Das Budget des Kantons Solothurn ist unter Dach und Fach. Der Kantonsrat genehmigte es am Mittwoch mit 75 zu 18 Stimmen. Das erwartete Defizit von 74 Millionen Franken könnte allerdings noch grösser ausfallen, falls das Volk die Sparanstrengungen des Kantonsrats nicht mitträgt.

Mitglieder des Solothurner Kantonsrats bei einer Sitzung

Bildlegende: Nur die SVP wollte das Budget nicht durchwinken. SRF

Zu diskutieren gab das Budget des Kantons Solothurn nicht mehr. Es ging nur noch um die Schlussabstimmung und die Frage: Kommt das Budget mit einem Defizit von 74 Millionen Franken durch?

Nur die SVP versagte dem Budget am Schluss die Zustimmung. Der Grund ist die leichte Steuererhöhung, welche der Kantonsrat beschlossen hat. Die Staatssteuern steigen im Kanton Solothurn erneut um 2 Prozentpunkte, von 102 auf 104.

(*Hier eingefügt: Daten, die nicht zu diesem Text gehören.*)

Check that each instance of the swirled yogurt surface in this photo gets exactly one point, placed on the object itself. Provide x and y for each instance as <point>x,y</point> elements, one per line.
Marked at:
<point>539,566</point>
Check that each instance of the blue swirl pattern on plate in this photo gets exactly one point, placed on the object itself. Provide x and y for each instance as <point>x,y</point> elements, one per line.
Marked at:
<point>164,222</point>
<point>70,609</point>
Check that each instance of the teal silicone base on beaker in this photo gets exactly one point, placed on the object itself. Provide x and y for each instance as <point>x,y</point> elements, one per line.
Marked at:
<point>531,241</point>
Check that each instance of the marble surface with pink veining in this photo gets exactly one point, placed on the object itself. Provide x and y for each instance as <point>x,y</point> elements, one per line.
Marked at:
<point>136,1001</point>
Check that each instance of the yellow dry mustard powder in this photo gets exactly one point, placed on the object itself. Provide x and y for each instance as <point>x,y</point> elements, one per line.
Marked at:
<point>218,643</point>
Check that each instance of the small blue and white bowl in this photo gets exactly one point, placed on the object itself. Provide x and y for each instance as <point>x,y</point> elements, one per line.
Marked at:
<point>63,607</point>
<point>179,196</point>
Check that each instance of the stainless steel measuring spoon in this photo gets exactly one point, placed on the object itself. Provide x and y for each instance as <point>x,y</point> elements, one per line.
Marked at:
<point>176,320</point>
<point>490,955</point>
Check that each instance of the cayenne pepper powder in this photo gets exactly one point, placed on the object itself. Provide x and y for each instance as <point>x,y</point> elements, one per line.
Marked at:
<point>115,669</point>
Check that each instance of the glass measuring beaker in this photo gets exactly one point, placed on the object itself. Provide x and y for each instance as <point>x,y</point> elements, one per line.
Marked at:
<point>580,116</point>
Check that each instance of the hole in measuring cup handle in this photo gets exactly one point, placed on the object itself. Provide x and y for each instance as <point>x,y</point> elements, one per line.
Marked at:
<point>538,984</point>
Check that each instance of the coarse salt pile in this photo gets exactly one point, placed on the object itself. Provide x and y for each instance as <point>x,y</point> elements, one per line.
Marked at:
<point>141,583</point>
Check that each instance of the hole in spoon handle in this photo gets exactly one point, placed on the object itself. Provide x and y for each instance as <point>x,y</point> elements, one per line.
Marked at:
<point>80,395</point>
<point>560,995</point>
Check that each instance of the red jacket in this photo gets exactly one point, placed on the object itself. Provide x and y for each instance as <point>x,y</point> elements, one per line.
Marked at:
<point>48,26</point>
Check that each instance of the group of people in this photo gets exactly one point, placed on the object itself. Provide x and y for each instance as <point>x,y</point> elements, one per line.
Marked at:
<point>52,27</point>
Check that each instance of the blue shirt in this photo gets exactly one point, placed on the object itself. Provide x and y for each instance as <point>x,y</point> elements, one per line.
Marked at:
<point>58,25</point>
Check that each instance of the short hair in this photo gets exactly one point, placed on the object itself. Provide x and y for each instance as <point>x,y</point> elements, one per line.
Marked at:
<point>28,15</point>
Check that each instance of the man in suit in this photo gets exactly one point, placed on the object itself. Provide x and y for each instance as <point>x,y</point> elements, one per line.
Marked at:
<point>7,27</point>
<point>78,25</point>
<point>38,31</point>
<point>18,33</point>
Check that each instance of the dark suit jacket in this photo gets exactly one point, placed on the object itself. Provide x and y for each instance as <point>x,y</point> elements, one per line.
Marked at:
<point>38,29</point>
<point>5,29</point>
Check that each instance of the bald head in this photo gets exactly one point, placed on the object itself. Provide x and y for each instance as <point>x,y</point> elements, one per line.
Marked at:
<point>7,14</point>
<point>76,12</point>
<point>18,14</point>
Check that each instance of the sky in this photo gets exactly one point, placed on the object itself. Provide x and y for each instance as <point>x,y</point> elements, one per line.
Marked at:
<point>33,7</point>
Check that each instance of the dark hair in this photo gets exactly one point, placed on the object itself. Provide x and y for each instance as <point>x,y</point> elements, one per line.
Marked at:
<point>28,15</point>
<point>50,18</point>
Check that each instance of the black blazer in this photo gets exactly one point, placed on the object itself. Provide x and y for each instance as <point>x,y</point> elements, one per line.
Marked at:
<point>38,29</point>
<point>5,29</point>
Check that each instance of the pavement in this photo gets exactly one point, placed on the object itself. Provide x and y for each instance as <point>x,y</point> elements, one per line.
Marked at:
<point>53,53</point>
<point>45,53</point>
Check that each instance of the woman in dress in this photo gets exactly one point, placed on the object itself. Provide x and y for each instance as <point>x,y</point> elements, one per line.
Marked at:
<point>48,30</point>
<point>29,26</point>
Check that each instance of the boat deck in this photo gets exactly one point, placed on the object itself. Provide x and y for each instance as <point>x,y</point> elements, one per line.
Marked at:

Defizit «dank» Steuererhöhung

Die Steuererhöhung ist im Defizit von 74 Millionen genau so eingerechnet wie eine ganze Reihe von Sparmassnahmen. Ob alle davon umgesetzt werden können, steht allerdings noch nicht fest.

Umstritten ist das Sparen bei der Prämienverbilligung. Die SP hat dagegen das Referendum ergriffen, im März hat deshalb das Volk das letzte Wort. Falls das Volk bei der Prämienverbilligung nicht sparen will, wird das Defizit auf über 80 Millionen ansteigen.